These Nanotextiles Clean Themselves With Light So You Never Have to Wash Your Pants Again

These Nanotextiles Clean Themselves With Light So You Never Have to Wash Your Pants Again
Source: Getty Images
Source: Getty Images

Gross people, your time has come. A new nanotech-enhanced fabric cleans itself with light, because washing machines are for suckers and should go the way of the payphone.

Researchers from Australia's Royal Melbourne Institute of Technology developed a cheap method for growing copper and silver nanostructures that can degrade organic matter when exposed to light. 
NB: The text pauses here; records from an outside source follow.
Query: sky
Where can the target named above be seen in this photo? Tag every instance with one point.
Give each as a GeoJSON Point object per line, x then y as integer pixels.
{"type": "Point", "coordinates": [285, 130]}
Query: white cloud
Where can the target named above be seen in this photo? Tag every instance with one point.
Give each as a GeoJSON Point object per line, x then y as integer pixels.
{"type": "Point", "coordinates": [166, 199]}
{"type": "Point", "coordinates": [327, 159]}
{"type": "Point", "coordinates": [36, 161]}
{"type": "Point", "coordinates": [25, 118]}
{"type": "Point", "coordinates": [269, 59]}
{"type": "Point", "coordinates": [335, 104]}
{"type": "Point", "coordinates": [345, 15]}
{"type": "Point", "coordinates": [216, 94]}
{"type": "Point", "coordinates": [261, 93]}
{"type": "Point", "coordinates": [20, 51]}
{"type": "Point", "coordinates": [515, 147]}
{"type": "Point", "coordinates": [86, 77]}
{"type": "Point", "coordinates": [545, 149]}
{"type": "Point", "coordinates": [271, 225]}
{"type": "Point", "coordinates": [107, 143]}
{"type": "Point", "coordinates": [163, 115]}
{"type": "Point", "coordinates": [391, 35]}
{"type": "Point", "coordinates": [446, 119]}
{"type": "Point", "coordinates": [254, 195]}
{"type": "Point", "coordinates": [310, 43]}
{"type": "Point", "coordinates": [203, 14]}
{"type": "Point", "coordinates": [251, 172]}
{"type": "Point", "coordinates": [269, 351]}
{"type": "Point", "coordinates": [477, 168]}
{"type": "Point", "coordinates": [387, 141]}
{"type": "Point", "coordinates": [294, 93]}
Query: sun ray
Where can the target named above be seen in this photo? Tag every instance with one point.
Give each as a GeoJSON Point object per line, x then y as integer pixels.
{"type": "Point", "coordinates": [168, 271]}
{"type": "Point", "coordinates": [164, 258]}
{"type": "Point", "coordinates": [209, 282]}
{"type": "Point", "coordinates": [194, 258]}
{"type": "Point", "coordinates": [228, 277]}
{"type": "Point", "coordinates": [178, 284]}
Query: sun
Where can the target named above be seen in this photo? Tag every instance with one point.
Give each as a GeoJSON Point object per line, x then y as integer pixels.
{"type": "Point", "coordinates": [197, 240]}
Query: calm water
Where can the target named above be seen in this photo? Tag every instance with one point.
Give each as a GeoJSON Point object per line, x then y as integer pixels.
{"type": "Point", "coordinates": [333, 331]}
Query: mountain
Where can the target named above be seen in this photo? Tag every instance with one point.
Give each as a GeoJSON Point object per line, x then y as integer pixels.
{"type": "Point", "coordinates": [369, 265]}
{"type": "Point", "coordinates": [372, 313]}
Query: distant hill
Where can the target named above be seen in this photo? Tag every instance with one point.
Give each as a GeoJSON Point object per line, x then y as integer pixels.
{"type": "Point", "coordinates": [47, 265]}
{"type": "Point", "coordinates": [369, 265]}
The idea: If the particles can be incorporated into textiles en masse, the schmutz you got on your favorite pair of nanoparticle-laced pants will get broken up and brushed away when exposed to light.

Source: Giphy

In the RMIT University experiment, it took about 30 minutes for the nanostructures to attach to textiles after dipping them in solution. When the nanostructures were hit with light, they created "hot electrons" that released enough energy to rip into grime. For some of the materials tested, it took less than 6 minutes under light for the laced fabrics to clean themselves.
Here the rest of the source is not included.